Miserable Working Conditions
In the buildings of the Macrolotto, the apparel not only is stored but also is produced, mostly under miserable working conditions. Experts say that the Chinese workers would be smuggled into the country, just like the fabrics, with some help from interested parties. They work like slaves for a pittance of one euro per hour for their Chinese patrons.

And now, for the mayor of Prato, the tragedy was predictable. He complained bitterly about the Chinese, who don't follow any rules, don't pay taxes, and don't spend any money in Prato but send all the cash home. On the other side, they send their children to local schools and the hospitals are overcrowded - half of all newborn babies in Prato today are Chinese. "Prato is helplessly overextended by the Chinese invasion," the mayor claimed. But why has no action yet been taken?

The Chinese Way
Local government problems are said to include the lack not only of enough police officers, but also of legal tools. The control of the Chinese is not only due to some language barriers; it is about the Chinese starting new businesses every year or two and taking old companies out of service, basically to escape paying taxes. According to the Chamber of Commerce of Prato, the annual registration of new Chinese companies is close to 50 percent of all registered companies.

Hope Of Deliverance
On the other side, the repeatedly used image by Italian media of the Chinese destroying the traditional indigenous textile industry is said to be wrong. This is also the belief of the president of the industrialists, Cavicchi, and the local secretary of the trade union.

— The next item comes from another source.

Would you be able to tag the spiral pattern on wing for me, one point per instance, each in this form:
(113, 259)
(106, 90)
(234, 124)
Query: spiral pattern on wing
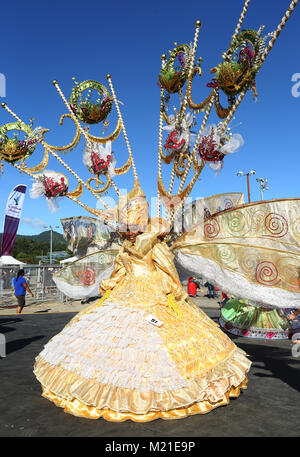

According to Cavicchi, a textile entrepreneur, the situation has now stabilized. Many of the remaining 2,800 Italian textile companies with some 20,000 employees achieved an annual turnover last year of more than 3 billion euros, which has considerably improved their capital situation and competitiveness. Cavicchi said that those companies are dedicated to quality and innovative fabrics, which are in high demand in Asia. He hopes that the local and the Chinese companies in Prato will cooperate in the future and combine their respective strengths. Previous attempts at cooperation have mostly failed. However, Cavicchi is confident "because already two Chinese companies became members of the Industrialists association." The last word in this Sino-Italian melodrama is not yet spoken.